Scipy.sparse.csr_matrix: How to get top ten values

2020-02-01 01:51发布

问题:

I have a large csr_matrix and I am interested in the top ten values and their indices each row. But I did not find a decent way to manipulate the matrix.

Here is my current solution and the main idea is to process them row by row:

row = csr_matrix.getrow(row_number).toarray()[0].ravel()
top_ten_indicies = row.argsort()[-10:]
top_ten_values = row[row.argsort()[-10:]]

By doing this, the advantages of csr_matrix is not fully used. It's more like a brute force solution.

回答1:

I don't see what the advantages of csr format are in this case. Sure, all the nonzero values are collected in one .data array, with the corresponding column indexes in .indices. But they are in blocks of varying length. And that means they can't be processed in parallel or with numpy array strides.

One solution is the pad those blocks into common length blocks. That's what .toarray() does. Then you can find the maximum values with argsort(axis=1) or withargpartition`.

Another is to break them into row sized blocks, and process each of those. That's what you are doing with the .getrow. Another way of breaking them up is convert to lil format, and process the sublists of the .data and .rows arrays.

A possible third option is to use the ufunc reduceat method. This lets you apply ufunc reduction methods to sequential blocks of an array. There are established ufunc like np.add that take advantage of this. argsort is not such a function. But there is a way of constructing a ufunc from a Python function, and gain some modest speed over regular Python iteration. [I need to look up a recent SO question that illustrates this.]

I'll illustrate some of this with a simpler function, sum over rows.

If A2 is a csr matrix.

A2.sum(axis=1)  # the fastest compile csr method
A2.A.sum(axis=1)  # same, but with a dense intermediary
[np.sum(l.data) for l in A2]  # iterate over the rows of A2
[np.sum(A2.getrow(i).data) for i in range(A2.shape[0])]  # iterate with index
[np.sum(l) for l in A2.tolil().data]  # sum the sublists of lil format
np.add.reduceat(A2.data, A2.indptr[:-1])  # with reduceat

A2.sum(axis=1) is implemented as a matrix multiplication. That's not relevant to the sort problem, but still an interesting way of looking at the summation problem. Remember csr format was developed for efficient multiplication.

For a my current sample matrix (created for another SO sparse question)

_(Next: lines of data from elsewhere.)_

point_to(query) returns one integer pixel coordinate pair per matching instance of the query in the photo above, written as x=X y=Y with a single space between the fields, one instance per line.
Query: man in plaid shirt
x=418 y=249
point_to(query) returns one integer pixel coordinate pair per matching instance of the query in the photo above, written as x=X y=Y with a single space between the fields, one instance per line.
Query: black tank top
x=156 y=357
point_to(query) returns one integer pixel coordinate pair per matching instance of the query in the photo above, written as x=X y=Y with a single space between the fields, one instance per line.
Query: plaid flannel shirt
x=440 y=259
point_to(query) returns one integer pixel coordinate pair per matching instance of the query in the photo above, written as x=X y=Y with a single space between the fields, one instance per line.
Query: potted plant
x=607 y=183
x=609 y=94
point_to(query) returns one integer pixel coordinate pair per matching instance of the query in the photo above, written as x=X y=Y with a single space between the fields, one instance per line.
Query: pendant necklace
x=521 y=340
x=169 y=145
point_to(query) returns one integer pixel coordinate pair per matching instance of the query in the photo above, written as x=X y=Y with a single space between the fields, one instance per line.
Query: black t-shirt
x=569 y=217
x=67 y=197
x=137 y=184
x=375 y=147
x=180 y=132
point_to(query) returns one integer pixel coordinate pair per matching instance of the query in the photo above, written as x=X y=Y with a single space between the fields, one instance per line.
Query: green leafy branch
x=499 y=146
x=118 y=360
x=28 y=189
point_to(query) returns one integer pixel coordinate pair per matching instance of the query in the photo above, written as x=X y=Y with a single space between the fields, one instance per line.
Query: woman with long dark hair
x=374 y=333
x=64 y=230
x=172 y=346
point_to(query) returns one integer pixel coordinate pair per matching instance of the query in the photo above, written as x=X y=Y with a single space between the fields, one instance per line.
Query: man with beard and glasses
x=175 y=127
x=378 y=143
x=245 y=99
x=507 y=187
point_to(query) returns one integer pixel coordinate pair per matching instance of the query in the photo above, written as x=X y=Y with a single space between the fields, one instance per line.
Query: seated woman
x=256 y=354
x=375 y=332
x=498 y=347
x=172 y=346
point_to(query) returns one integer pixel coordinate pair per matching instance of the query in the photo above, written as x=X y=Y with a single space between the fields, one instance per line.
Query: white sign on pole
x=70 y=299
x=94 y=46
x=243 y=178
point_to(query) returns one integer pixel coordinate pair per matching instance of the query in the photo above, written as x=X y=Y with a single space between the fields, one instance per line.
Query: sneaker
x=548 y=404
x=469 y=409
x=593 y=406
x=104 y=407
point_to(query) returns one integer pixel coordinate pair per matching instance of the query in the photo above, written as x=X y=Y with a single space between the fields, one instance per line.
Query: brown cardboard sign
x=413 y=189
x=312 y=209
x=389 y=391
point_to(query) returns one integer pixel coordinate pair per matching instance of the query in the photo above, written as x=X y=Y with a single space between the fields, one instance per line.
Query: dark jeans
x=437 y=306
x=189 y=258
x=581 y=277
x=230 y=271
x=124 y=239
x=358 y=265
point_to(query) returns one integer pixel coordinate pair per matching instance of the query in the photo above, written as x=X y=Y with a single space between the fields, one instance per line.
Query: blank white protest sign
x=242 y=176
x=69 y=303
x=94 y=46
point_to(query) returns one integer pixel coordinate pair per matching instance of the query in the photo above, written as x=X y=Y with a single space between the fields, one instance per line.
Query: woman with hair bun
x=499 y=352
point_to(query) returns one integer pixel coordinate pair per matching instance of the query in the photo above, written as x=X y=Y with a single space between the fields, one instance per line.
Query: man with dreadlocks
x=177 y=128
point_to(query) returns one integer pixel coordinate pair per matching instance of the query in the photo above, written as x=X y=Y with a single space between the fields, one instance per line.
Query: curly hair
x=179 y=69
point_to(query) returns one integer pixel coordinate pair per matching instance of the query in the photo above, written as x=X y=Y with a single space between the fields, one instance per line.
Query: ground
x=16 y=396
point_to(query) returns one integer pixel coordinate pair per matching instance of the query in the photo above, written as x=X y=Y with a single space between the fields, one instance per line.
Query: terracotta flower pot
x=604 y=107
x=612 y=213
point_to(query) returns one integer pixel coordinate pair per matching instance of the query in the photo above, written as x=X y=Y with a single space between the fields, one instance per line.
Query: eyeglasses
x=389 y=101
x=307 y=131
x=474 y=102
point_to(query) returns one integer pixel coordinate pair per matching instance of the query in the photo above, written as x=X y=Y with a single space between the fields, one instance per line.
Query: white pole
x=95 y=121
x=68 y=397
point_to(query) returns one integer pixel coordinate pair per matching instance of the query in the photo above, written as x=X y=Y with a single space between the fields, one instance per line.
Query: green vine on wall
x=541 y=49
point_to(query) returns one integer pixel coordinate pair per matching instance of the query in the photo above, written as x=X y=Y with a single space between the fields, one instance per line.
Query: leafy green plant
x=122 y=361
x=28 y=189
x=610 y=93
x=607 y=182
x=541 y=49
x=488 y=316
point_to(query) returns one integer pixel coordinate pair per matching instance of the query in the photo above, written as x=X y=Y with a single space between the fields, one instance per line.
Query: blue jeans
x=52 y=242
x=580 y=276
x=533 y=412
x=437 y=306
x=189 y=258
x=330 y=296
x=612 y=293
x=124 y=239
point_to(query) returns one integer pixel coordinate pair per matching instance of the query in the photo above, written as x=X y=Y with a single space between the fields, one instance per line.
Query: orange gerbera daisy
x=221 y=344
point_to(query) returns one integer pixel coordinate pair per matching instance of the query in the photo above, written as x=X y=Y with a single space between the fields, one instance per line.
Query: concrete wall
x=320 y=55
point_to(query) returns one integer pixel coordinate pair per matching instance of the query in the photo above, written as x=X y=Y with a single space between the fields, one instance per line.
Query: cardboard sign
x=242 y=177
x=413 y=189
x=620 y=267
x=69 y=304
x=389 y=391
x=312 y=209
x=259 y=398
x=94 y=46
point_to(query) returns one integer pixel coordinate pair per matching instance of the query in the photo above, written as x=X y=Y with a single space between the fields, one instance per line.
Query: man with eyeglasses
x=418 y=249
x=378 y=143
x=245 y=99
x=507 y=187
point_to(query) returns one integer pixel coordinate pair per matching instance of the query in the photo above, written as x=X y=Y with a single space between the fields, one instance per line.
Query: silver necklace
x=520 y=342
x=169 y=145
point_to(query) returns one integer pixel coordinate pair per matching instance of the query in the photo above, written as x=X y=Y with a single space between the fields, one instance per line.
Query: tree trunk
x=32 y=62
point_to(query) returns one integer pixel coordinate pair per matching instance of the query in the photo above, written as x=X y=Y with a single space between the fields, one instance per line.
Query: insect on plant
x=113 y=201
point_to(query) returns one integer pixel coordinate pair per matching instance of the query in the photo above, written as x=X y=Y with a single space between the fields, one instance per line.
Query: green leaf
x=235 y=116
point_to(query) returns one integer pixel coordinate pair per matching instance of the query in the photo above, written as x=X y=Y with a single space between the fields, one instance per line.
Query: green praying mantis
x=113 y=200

<8x47752 sparse matrix of type '<class 'numpy.float32'>'
     with 32 stored elements in Compressed Sparse Row format>

some comparative times are

In [694]: timeit np.add.reduceat(A2.data, A2.indptr[:-1])
100000 loops, best of 3: 7.41 µs per loop

In [695]: timeit A2.sum(axis=1)
10000 loops, best of 3: 71.6 µs per loop

In [696]: timeit [np.sum(l) for l in A2.tolil().data]
1000 loops, best of 3: 280 µs per loop

Everything else is 1ms or more.

I suggest focusing on developing your one-row function, something like:

def max_n(row_data, row_indices, n):
    i = row_data.argsort()[-n:]
    # i = row_data.argpartition(-n)[-n:]
    top_values = row_data[i]
    top_indices = row_indices[i]  # do the sparse indices matter?
    return top_values, top_indices, i

Then see how if fits in one of these iteration methods. tolil() looks most promising.

I haven't addressed the question of how to collect these results. Should they be lists of lists, array with 10 columns, another sparse matrix with 10 values per row, etc.?


sorting each row of a large sparse & saving top K values & column index - Similar question from several years back, but unanswered.

Argmax of each row or column in scipy sparse matrix - Recent question seeking argmax for rows of csr. I discuss some of the same issues.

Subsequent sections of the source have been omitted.